При этих словах у меня сжалось сердце. Мне хотелось кричать, но нужно было сохранять спокойствие.
И я робко спросила, почему они с мужем не вернулись после войны в Корею. «Я родилась на острове Чейю, — ответила госпожа Ким, — и уехала оттуда вместе с мужем, когда летом тысяча девятьсот двадцатого года вспыхнула эпидемия холеры, поразившая почти все местное население. В те времена на острове и без того жили бедно, а после эпидемии дела пошли еще хуже. И мы решили уехать в Японию, чтобы найти там работу. Но в Японии стало страшно жить: после землетрясения началось истребление корейцев. Мы не знали, куда бежать.

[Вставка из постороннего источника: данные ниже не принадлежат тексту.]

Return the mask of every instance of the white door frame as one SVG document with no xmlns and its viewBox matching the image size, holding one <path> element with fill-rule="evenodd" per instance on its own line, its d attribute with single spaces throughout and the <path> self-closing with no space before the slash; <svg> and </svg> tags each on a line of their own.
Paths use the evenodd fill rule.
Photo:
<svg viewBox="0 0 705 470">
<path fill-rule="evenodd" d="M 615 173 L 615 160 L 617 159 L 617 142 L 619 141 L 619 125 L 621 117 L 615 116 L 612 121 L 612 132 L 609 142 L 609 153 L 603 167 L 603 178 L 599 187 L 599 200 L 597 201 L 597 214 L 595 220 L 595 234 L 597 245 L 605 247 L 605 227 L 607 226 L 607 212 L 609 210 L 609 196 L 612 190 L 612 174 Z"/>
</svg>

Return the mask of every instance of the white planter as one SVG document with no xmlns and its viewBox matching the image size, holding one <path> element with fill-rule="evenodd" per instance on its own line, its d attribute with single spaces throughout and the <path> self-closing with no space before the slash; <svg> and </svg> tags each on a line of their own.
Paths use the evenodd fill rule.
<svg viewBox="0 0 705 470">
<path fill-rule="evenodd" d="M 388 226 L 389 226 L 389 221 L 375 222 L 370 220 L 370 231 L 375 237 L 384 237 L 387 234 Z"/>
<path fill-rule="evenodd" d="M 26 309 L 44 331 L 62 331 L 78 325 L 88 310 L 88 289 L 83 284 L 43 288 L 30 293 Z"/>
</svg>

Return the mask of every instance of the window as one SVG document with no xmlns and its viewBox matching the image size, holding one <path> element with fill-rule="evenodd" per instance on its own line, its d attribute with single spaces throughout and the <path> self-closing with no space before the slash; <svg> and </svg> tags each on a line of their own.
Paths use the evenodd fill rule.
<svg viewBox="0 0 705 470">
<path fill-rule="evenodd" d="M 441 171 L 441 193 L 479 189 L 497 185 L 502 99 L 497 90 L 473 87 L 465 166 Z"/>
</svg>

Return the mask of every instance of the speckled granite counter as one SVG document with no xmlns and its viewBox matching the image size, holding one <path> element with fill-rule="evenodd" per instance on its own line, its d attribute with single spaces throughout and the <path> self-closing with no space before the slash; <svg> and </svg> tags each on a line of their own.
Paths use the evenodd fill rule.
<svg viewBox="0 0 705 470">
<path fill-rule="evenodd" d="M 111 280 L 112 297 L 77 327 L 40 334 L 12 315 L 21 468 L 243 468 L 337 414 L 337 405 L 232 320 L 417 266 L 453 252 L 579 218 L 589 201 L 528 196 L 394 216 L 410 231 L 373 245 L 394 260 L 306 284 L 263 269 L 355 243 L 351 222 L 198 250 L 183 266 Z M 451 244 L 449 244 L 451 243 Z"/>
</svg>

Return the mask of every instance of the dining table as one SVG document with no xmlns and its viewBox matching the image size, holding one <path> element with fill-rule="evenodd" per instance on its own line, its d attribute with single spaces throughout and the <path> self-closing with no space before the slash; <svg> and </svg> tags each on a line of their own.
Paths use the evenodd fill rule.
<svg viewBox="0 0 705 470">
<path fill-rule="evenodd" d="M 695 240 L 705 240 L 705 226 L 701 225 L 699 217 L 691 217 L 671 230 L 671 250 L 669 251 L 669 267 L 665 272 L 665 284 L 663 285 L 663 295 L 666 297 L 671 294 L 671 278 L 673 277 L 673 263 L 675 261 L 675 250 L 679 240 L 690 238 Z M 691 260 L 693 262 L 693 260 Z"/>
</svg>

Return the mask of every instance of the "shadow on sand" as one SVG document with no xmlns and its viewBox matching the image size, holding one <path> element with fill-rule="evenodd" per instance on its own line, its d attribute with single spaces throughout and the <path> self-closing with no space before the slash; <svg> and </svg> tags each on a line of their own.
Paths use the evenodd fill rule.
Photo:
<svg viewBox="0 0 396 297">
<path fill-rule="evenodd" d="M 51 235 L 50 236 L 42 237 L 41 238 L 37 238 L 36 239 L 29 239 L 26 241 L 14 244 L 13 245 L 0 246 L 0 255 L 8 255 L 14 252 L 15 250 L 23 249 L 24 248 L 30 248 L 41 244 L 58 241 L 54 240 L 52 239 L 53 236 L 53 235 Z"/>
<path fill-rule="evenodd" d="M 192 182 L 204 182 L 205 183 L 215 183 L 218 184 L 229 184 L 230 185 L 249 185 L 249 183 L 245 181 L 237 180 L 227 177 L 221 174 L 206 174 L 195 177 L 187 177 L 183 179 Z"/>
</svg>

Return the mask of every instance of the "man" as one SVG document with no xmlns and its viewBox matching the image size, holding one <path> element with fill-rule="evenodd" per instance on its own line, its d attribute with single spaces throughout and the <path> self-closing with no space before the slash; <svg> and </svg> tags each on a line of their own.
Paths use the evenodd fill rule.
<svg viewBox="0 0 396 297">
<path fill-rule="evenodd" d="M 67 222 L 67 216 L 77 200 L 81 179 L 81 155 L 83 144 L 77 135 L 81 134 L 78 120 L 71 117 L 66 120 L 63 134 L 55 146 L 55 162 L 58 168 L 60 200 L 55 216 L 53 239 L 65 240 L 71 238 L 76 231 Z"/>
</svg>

На острове всегда жилось трудно, однако не было даже речи о том, чтобы ехать на континент, — к уроженцам острова там относились не лучше, чем в Японии. Вот мы и решили остаться здесь».
Под конец она рассказала совсем удивительную вещь: «В тысяча девятьсот двадцать третьем году нас спас японский полицейский». По словам госпожи Ким, он укрывал у себя на участке около трехсот корейцев. Тысячи японцев прибегали к нему и говорили, что корейцы отравили колодцы, а он отвечал: «Если это правда, принесите мне отравленную воду! Я выпью ее!» И он действительно выпил. В конце концов, люди ушли. Если бы не тот полицейский, госпожи Ким и ее мужа не было бы в живых. «Редко случается встретить такого храброго человека, — прибавила она. — А жаль. По крайней мере, его мужество дало нам силы и надежду на лучшее, как и встреча с японской учительницей и многими другими людьми, которые осмелились выступить в защиту жертв репрессий».
Я ложусь на траву. Надо мной только небо. Дует легкий ветерок. На дереве поют птицы. Удивительный покой! Я закрываю глаза. Хочу лежать здесь долго, не думая ни о чем.
Иду вдоль улицы, по обеим сторонам которой тянутся магазины и лавки. Чуть не сбила с ног нескольких встречных прохожих. Не знаю точно, где я нахожусь и как попала сюда, спустившись с холма. Во всем теле тяжесть, я едва передвигаю ноги, словно силы вдруг иссякли. Странно, что я еще в состоянии идти.